Legal experts have been divided over whether shield laws or state-level abortion bans should prevail in a case like the one filed by Paxton.
"What will it mean to say for the GOP to say abortion should be left to the states now?"
"It is important to remember that Dr. Carpenter did nothing wrong," said Greer Donley, a legal expert and University of Pittsburgh law professor who specializes in reproductive rights. "She followed her home state's laws."
The Food and Drug Administration also allows telehealth abortion care, "finding it safe and effective," Donley added. "Texas is trying to apply its laws extraterritorially."
In the Texas case, the patient was prescribed the pills at nine weeks pregnant. Mifepristone and misoprostol are approved for use through the 10th week of pregnancy and are more than 95% effective.
The patient experienced heavy bleeding after taking the pills and asked the man who had impregnated her to take her to the hospital. The lawsuit suggests that the man notified the authorities:
The biological father of the unborn child was told that the mother of the unborn child was experiencing a hemorrhage or severe bleeding as she "had been" nine weeks pregnant before losing the child. The biological father of the unborn child, upon learning this information, concluded that the biological mother of the unborn child had intentionally withheld information from him regarding her pregnancy, and he further suspected that the biological mother had in fact done something to contribute to the miscarriage or abortion of the unborn child. The biological father, upon returning to the residence in Collin County, discovered the two above-referenced medications from Carpenter.

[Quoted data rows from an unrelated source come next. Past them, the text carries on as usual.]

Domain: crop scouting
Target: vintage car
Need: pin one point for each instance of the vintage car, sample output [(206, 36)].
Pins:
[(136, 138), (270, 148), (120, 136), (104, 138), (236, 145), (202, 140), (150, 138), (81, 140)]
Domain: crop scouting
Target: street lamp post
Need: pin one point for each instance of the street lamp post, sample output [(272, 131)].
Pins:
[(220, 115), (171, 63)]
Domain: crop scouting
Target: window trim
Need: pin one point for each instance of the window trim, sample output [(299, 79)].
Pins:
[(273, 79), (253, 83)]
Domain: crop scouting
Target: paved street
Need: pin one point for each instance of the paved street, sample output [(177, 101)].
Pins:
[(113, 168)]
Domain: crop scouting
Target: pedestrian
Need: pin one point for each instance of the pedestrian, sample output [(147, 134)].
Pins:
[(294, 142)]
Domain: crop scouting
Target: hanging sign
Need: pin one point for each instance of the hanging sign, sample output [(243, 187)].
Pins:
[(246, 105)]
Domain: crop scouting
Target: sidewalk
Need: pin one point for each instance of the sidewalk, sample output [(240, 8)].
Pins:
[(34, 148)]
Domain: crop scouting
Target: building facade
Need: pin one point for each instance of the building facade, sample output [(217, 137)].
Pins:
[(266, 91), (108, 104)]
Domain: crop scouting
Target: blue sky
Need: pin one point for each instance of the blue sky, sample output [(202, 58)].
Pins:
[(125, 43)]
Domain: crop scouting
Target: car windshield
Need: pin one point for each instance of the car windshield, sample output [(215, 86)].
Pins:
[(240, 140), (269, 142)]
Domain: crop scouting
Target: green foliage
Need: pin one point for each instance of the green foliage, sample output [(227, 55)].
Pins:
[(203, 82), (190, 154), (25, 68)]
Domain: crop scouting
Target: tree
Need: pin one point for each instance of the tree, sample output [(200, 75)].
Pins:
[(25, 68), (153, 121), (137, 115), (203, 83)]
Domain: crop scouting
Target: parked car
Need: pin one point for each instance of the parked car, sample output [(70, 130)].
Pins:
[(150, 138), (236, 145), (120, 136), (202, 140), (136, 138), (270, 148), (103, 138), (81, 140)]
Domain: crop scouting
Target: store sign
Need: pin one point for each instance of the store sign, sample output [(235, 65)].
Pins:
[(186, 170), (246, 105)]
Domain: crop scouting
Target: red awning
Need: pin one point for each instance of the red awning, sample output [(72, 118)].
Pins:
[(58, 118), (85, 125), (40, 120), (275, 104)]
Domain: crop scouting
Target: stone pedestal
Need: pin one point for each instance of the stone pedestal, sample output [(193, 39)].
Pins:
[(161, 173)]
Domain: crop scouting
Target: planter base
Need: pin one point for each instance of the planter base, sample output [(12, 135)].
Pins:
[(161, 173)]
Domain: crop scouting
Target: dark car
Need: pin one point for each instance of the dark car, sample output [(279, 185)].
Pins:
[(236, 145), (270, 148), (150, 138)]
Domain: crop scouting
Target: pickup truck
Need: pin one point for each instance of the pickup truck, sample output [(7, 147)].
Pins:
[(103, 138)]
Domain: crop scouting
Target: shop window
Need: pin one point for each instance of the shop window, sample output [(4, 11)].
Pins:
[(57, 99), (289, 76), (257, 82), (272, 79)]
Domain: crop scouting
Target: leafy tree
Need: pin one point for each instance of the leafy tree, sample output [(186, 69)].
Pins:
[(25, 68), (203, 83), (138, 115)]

In the lawsuit, Paxton is asking a Collin County court to block Carpenter from violating Texas law and order her to pay $100,000 for each violation of Texas' near-total abortion ban.
Carpenter and ACT did not immediately respond to a request for comment on the case.
Caroline Kitchener, who has covered abortion rights for The Washington Post, noted that lawsuits challenging abortion provider shield laws were "widely expected after the 2024 election."
President-elect Donald Trump has said abortion rights should be left up to the states, but advocates have warned that the Republican Party, with control of the White House and both chambers of Congress, is likely to push a national abortion ban.
"The truce over interstate abortion fights is over," said legal scholar Mary Ziegler, an expert on the history of abortion in the U.S. "Texas has sued a New York doctor for mailing pills into the state; New York has a shield law that allows physicians to sue anyone who sues them in this way. What will it mean for the GOP to say abortion should be left to the states now?"